Second, the first, New York Times, account of the Secret Service agents' response to her testimony yesterday afternoon was:
Mr. Kanno-Youngs' account from the Secret Service is that both Engel and Ornato will testify that that the lunges did not happen. That is not, "as Hutchinson testified today"; Hutchinson did not see it, that is what Ornato, without Engel interrupting or correcting, told Hutchinson happened inside the vehicle--that's why it's hearsay coming from Hutchinson. Now today, in a "First on CNN," Noodles reports, After the hearing, a Secret Service official familiar with the matter told CNN that Ornato denies telling Hutchinson that the former President grabbed the steering wheel or an agent on his detail. And from the Times today:
The dispute also highlights Mr. Trump’s relationship with his Secret Service detail, which was unlike that of most previous presidents. Agents were seen as more overtly supportive and admiring of Mr. Trump than they had been under any other modern president, according to people who have spent time in the White House during multiple administrations, and Mr. Trump worked to build loyalty among them.
There are four possibilities here:
1) Cassidy Hutchinson lied under oath to the committee.
2) Hutchinson was mistaken in her recollection.
3) Ornato and Engel and/or the Secret Service sources are lying, not under oath.
4) Ornato-Engel-S.S. sources are mistaken.
I would rank order the likelihood as,
1) Ornato-Engel and/or S.S. sources are lying. Very strong.
2) Hutchinson mistaken. Very weak.
3-4) Hutchinson lied, Ornato-Engel-S.S. mistaken. No likelihood. Ornato told Hutchinson what Hutchinson told the committee, all 2:02 of it. There is absolutely no doubt in my mind of that. At. All. She was neither lying nor mistaken. If Ornato-Engel-S.S. sources say differently they are lying and let them do it under oath.
first posted 6/29/22 12:44 pm.
When I read this live-blog entry in the Times yesterday I paused. Was he saying he had a hard time believing it?
It did not. In a stunning two hours of fly-on-the-wall testimony, Ms. Hutchinson, poised and measured at only 26 years of age, described Jan. 6 and the days leading to it in the White House, in a string of scenes and quotations so vivid they could be transcribed almost directly into an HBO docudrama.
There are flies-on-the-wall--Rosemary Woods--people who are so situated that they are nearly omniscient. The Committee demonstrated that Ms. Hutchinson had the propinquity to see and hear much more than almost anyone else. Ben Rhodes, one of President Obama's most senior aides, who saw the president daily, said that even he would not have been in a position to know as much as the equivalent to Cassidy Hutchinson or Rosemary Woods in the Obama White House.
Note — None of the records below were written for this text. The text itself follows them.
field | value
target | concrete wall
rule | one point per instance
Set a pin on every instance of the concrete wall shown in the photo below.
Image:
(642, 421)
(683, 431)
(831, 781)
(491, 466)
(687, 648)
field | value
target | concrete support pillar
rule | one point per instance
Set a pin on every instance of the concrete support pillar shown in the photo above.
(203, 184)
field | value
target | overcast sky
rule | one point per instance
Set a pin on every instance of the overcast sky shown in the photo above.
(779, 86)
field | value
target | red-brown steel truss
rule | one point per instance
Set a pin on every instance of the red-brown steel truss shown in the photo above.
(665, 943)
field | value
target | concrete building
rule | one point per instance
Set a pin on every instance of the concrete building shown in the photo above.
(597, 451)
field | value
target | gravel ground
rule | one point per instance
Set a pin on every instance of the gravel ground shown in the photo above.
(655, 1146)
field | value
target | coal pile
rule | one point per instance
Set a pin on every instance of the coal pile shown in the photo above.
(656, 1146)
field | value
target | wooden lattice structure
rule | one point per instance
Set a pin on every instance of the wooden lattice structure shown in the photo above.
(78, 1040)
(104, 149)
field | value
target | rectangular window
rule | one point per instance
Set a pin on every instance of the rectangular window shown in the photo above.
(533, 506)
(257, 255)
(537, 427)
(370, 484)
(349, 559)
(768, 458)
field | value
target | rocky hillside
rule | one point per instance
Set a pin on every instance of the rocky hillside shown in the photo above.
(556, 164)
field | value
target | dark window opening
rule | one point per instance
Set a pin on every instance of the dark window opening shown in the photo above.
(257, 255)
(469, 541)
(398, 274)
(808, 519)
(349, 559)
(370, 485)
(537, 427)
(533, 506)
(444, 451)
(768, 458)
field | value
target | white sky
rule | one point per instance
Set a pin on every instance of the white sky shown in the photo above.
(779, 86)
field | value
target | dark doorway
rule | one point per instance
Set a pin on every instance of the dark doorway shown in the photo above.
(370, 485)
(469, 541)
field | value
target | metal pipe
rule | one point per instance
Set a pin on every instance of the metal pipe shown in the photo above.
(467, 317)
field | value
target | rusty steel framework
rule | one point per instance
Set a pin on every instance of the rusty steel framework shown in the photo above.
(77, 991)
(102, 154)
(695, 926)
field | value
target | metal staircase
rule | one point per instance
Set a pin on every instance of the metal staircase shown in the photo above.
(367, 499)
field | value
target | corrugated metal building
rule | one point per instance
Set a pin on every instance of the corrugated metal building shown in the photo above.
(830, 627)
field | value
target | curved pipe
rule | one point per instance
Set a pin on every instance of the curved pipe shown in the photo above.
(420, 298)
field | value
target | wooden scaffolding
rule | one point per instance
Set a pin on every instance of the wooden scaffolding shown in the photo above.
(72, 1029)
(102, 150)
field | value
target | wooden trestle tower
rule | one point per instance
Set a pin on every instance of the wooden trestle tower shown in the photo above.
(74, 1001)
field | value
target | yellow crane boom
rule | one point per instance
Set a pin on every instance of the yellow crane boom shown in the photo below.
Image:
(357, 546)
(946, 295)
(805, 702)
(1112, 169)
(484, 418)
After his meetings with the president Rhodes would go back to his office. Ms. Hutchinson's office was right there.
But in her steering-wheel-lunge testimony,
She was "poised and measured"--too much? Like an actor? Something caught my eye and ear as I was watching and listening to her, there was something a little tinny in her tone of voice, it was pretty much toneless. And her demeanor was measured, all the more dramatic.
After she finished, one of the talking heads marveled at the "dazzling detail" in her testimony. It was highly complimentary. The phrase struck me and I repeated it aloud twice and then my (second unfortunate ex-) wife, with whom I was watching, repeated it. But I said it out loud because too much detail in a memory can be a sign to psychologists that the memory is false. Human beings do not have tape recorder memories. Now, there is a real sense in which a witness cannot win here. The fact is we do not have tape recording recall and therefore when we are asked repeatedly to recount a conversation in detail we leave out or insert a word and then some non-human lawyer pounces on us for "changing our story." On the other hand shrinks tell us we don't remember that way. Cassidy Hutchinson remembered that way.